Traveling is much more fun, and much more exciting, when I am on a few-dollars-per-day budget. It promises totally unexpected discoveries. Best of all, I am likely to meet fellow travelers who have the same kinds of goals as I. Unlike business travelers or leisure searching blasé jet setters they also search for exciting, out-of-the-way wacky adventure places far from the organized holiday hotel, cocktail and beach crowds.

To a frequent reader of my blog it must sound redundant, but I can't help shouting out ever once in a while:

 I have a love affair with our beautiful planet!

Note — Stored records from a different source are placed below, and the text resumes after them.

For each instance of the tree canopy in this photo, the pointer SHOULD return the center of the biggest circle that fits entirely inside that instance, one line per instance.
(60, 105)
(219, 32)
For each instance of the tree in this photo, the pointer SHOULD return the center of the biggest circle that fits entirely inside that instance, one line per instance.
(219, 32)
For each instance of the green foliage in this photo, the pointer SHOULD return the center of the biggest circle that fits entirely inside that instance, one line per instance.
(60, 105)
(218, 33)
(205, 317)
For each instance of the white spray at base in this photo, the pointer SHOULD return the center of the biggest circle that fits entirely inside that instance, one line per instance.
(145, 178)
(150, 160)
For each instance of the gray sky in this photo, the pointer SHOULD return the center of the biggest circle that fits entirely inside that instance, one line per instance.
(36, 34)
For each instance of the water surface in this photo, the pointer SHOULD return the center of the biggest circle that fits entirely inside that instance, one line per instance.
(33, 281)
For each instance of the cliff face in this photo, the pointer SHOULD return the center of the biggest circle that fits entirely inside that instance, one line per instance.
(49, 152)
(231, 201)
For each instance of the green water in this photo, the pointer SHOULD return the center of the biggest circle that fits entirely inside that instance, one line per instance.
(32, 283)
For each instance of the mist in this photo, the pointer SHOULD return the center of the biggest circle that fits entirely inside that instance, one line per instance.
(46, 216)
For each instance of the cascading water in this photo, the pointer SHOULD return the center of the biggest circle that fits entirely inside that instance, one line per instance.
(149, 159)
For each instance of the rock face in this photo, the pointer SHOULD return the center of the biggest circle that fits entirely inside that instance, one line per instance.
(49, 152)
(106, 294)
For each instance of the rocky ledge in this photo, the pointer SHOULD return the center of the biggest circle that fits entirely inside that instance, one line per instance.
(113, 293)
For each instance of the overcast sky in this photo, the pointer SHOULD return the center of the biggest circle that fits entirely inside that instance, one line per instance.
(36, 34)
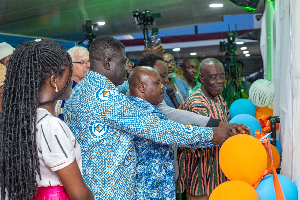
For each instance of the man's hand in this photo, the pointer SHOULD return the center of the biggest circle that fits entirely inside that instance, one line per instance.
(235, 128)
(221, 135)
(146, 51)
(181, 107)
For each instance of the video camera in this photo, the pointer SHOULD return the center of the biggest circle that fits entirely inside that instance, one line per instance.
(146, 17)
(229, 47)
(88, 29)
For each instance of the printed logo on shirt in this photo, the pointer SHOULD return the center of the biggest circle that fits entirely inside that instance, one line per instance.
(128, 158)
(104, 94)
(187, 128)
(67, 117)
(98, 130)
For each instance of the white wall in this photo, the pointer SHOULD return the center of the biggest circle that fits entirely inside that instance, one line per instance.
(286, 78)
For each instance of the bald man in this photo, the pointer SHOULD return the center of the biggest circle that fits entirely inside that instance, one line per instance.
(155, 161)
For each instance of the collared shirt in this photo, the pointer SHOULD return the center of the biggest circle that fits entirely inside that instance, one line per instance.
(192, 90)
(155, 162)
(199, 169)
(104, 123)
(182, 89)
(230, 93)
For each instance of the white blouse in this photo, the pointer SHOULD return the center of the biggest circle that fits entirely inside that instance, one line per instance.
(57, 148)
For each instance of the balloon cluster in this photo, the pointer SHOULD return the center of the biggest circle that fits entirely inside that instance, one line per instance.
(245, 161)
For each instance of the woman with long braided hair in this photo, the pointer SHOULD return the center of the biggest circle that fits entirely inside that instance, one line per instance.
(40, 158)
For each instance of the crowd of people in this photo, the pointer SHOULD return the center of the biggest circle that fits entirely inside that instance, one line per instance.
(82, 124)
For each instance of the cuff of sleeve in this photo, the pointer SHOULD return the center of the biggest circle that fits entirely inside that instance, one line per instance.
(62, 164)
(213, 122)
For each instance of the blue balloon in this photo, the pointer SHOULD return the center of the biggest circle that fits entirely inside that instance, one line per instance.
(266, 191)
(242, 106)
(278, 146)
(247, 120)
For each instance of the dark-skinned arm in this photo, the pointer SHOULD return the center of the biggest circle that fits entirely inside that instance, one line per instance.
(72, 181)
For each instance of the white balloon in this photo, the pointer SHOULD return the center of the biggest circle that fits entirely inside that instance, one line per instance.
(261, 92)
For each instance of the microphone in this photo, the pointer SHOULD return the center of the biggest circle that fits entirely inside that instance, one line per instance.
(172, 96)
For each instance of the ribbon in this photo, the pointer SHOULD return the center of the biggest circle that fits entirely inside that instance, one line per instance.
(265, 124)
(277, 186)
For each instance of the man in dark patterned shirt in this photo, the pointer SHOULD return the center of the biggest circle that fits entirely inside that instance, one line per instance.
(199, 170)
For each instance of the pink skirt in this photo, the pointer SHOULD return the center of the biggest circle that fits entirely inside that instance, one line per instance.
(52, 193)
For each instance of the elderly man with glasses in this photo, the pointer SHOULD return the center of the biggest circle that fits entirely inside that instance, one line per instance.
(81, 64)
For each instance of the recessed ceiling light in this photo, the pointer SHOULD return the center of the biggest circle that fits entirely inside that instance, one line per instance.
(216, 5)
(100, 23)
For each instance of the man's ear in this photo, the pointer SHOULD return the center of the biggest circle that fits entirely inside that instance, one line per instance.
(53, 81)
(107, 63)
(201, 78)
(142, 87)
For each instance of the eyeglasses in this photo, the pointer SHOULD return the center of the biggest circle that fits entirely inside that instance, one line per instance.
(172, 62)
(83, 62)
(130, 63)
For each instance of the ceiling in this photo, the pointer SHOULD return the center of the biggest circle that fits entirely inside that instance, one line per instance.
(207, 52)
(63, 19)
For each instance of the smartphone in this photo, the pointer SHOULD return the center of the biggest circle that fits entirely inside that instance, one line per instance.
(154, 31)
(154, 38)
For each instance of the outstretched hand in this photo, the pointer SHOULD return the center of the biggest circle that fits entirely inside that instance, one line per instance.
(181, 107)
(235, 128)
(221, 135)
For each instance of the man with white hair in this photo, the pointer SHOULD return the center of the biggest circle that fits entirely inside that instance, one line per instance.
(5, 53)
(81, 64)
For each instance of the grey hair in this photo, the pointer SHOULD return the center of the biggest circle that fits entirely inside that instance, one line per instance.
(77, 50)
(209, 61)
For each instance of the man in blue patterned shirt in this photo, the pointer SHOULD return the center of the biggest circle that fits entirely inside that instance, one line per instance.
(155, 161)
(105, 123)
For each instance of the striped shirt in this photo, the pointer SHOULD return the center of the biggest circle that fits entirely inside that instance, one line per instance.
(199, 169)
(105, 123)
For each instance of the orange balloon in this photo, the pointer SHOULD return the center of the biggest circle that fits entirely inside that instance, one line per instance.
(276, 157)
(234, 190)
(244, 158)
(260, 111)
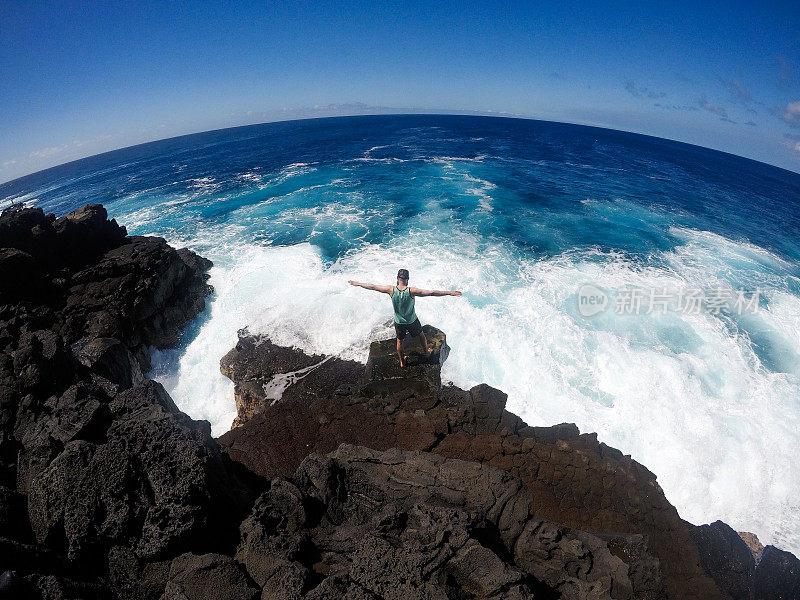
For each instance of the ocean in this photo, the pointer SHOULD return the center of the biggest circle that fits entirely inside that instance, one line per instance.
(644, 289)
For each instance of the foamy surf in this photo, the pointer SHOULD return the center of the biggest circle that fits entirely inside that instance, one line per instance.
(520, 216)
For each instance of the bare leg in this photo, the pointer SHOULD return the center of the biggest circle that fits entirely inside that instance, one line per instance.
(424, 341)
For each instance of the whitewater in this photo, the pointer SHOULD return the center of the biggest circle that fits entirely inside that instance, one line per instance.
(517, 215)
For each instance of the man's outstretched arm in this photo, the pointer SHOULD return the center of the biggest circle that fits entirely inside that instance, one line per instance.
(419, 292)
(371, 286)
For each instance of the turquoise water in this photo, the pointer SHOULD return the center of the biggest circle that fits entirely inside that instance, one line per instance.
(518, 215)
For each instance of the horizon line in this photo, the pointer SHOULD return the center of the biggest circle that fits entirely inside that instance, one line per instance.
(384, 112)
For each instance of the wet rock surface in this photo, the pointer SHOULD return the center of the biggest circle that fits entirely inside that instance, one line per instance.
(340, 481)
(574, 480)
(94, 458)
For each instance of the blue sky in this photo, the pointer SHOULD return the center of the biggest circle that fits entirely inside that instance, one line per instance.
(81, 78)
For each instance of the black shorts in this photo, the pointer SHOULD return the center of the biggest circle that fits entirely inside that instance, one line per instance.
(414, 328)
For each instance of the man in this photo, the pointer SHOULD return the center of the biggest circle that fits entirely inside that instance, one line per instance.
(405, 319)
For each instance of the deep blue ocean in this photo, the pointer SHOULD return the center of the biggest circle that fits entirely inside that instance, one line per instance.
(521, 216)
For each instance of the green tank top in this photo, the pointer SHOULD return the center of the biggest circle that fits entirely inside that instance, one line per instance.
(403, 303)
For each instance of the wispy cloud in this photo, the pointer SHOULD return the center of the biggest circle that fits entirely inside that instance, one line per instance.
(675, 106)
(720, 111)
(787, 72)
(45, 152)
(639, 92)
(790, 113)
(792, 141)
(737, 89)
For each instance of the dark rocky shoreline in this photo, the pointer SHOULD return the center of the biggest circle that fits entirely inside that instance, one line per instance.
(361, 482)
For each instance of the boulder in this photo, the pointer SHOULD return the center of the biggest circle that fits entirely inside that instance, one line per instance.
(207, 577)
(575, 481)
(397, 525)
(726, 557)
(777, 576)
(264, 373)
(109, 358)
(383, 373)
(157, 484)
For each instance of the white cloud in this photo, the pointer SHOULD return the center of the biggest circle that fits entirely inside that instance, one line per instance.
(791, 113)
(45, 152)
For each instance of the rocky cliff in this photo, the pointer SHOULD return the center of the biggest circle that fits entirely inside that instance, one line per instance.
(339, 481)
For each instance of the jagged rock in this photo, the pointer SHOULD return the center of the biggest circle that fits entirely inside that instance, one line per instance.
(574, 480)
(158, 484)
(726, 557)
(401, 525)
(777, 576)
(383, 373)
(109, 358)
(86, 233)
(14, 515)
(21, 275)
(207, 577)
(141, 293)
(752, 541)
(255, 361)
(52, 587)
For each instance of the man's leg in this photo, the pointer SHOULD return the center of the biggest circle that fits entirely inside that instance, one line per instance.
(400, 352)
(424, 341)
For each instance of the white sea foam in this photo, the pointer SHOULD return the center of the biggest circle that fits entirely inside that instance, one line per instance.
(681, 393)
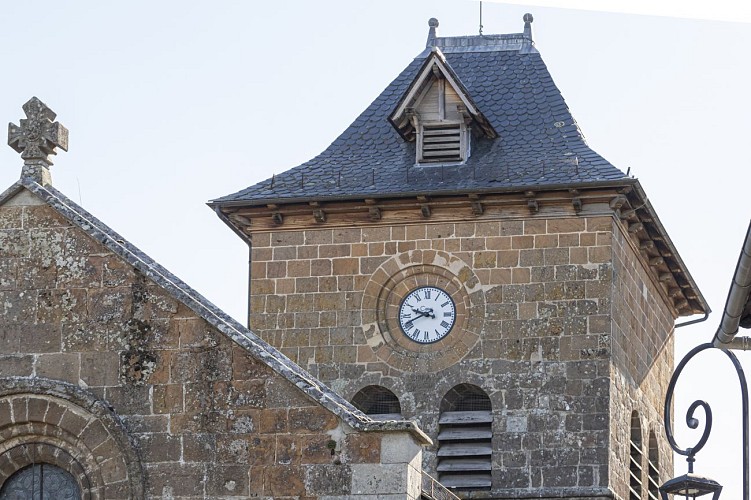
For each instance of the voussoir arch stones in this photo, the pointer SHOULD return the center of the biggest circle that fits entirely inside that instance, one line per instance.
(58, 423)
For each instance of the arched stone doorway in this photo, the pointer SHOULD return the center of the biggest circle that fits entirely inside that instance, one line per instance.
(41, 482)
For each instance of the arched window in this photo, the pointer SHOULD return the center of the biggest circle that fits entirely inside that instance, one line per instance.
(635, 459)
(653, 468)
(464, 439)
(378, 402)
(40, 482)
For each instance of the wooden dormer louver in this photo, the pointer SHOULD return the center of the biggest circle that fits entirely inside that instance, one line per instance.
(437, 112)
(442, 142)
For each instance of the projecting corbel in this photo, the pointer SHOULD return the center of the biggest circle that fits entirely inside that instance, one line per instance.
(627, 214)
(656, 261)
(373, 211)
(532, 204)
(477, 208)
(617, 202)
(424, 207)
(646, 245)
(576, 203)
(635, 227)
(318, 214)
(239, 219)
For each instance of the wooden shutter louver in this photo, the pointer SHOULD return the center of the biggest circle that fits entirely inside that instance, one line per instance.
(442, 143)
(653, 469)
(465, 443)
(635, 459)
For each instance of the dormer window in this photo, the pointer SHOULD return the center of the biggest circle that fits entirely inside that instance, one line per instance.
(437, 113)
(442, 142)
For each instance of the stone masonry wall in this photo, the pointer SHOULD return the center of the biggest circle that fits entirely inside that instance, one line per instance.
(541, 349)
(642, 362)
(121, 384)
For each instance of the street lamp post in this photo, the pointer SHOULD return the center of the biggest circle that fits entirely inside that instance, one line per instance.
(691, 485)
(737, 313)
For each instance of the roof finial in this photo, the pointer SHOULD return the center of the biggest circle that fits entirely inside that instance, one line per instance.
(480, 17)
(36, 138)
(528, 25)
(432, 33)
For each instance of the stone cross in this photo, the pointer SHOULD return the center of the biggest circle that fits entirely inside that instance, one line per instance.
(36, 138)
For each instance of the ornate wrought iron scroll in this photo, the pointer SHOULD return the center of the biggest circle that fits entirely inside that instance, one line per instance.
(693, 422)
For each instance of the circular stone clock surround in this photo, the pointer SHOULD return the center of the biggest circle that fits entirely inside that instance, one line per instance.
(398, 277)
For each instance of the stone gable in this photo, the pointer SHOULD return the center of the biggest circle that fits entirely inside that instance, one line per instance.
(107, 375)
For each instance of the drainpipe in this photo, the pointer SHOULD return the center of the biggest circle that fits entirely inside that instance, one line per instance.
(725, 338)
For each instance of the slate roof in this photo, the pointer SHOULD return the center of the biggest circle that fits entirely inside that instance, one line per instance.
(539, 144)
(178, 289)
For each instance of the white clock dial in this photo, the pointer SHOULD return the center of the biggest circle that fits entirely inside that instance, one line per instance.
(427, 314)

The Darien Gap will have to wait for me 'til some time in January. We'll have a family reunion in London for Christmas. Going from a cold, wet place to another cold, wet place, from New York to London, doesn't sound exciting except it will be grandkids, kids and grandpa.

At least, unlike in the Darien Gap, in London I won't be plagued by mosquitoes and won't be stalked by jaguars, and won't have to wade across rivers and there won't be FARC rebels to deal with. London Bridge will be more comfortable for a river crossing but it will also be less exciting.

Thursday, November 7, 2013

ONE-HUNDRED-AND-FIFTY-THREE COUNTRIES

New York, November 7, 2013 (in my luxurious SoHo loft)

I just counted from an UN list of countries the ones I have visited so far, crossed off 153 and realized I am running out of places to explore without stepping over my tracks.

To get to really know those countries, I sometimes stayed put and sometimes traveled on local buses, hitchhiked, floated on big and sometimes tiny river boats, and sometimes also on luxurious dive boats. I crossed the Atlantic four times on small sailboats,
• once from Cornwall in England with my children to New York, without previous sailing experience,
• then singlehanded from Holland, via Cornwall, the Azores to Newport, Rhode Island in the US,
• then from Dakar in Senegal, with Emilie my wife, and partly my daughter Nina, to Florida via the Cap Verdes, the Caribbean and the Bahamas,
• next from Bordeaux in France to Florida, via Ireland, the Azores, also with Emilie.

Sometimes I was driving cars and trucks, or riding on camels, donkeys and horses, for a short lark even an ostrich on a South African ostrich farm, sat in the driver's seat of scooters and mopeds, rode on back seat motorcycle taxis. Once as passengers on motorcycle back seats on a really lousy road in the former DMZ (demilitarized zone) between North and South Vietnam we, Emilie and I, crossed over the mountains to Laos.

The brain got shaken to mush on rattling bush taxies, stuffed dallah-dallahs of East Africa or on the Paris-Dakar rally across the Sahara.

Sometimes goals were reached at a more leisurely pace by trekking;
• once over the Himalayas, described in my book A SHORT STINT IN TIBET,
• or in the Sahara, after our caravan was robbed in the middle of nowhere in the desert, when we had to walk to Timbuktu (described in the documentary film, BAREFOOT TO TIMBUKTU, and in my book SEASONS OF SAND, Simon & Schuster 1993.
• In Patagonia, Emilie and I circumambulated the majestic Torres de Paine and trekked many days between Chile and Argentina.
• Trekking in the swamps of the Brazilian Pantanal with Cato, the farmer, meant sidestepping crocodiles.

Traveling was almost always by local means, eating local food, sleeping where locals sleep.

I got treated in local hospitals;
• for a hernia  operation in Uruguay,
• an eye extraction in Tanzania,
• a festering wound on my belly in Paraguay
• an arm paralysis in Brighton, England (before the single-handed North Atlantic sailboat crossing).

I heard their laughter, and sometime joined in. I saw — and felt — their sorrows.

As mentioned a few times before in this blog:

I HAVE AN INTENSE LOVE AFFAIR WITH OUR PLANET.

Sometime in the future I plan to describe a few of my more memorable encounters with our planet. It will be from memory because most of those exploits took place when computers were but the stuff of science fiction.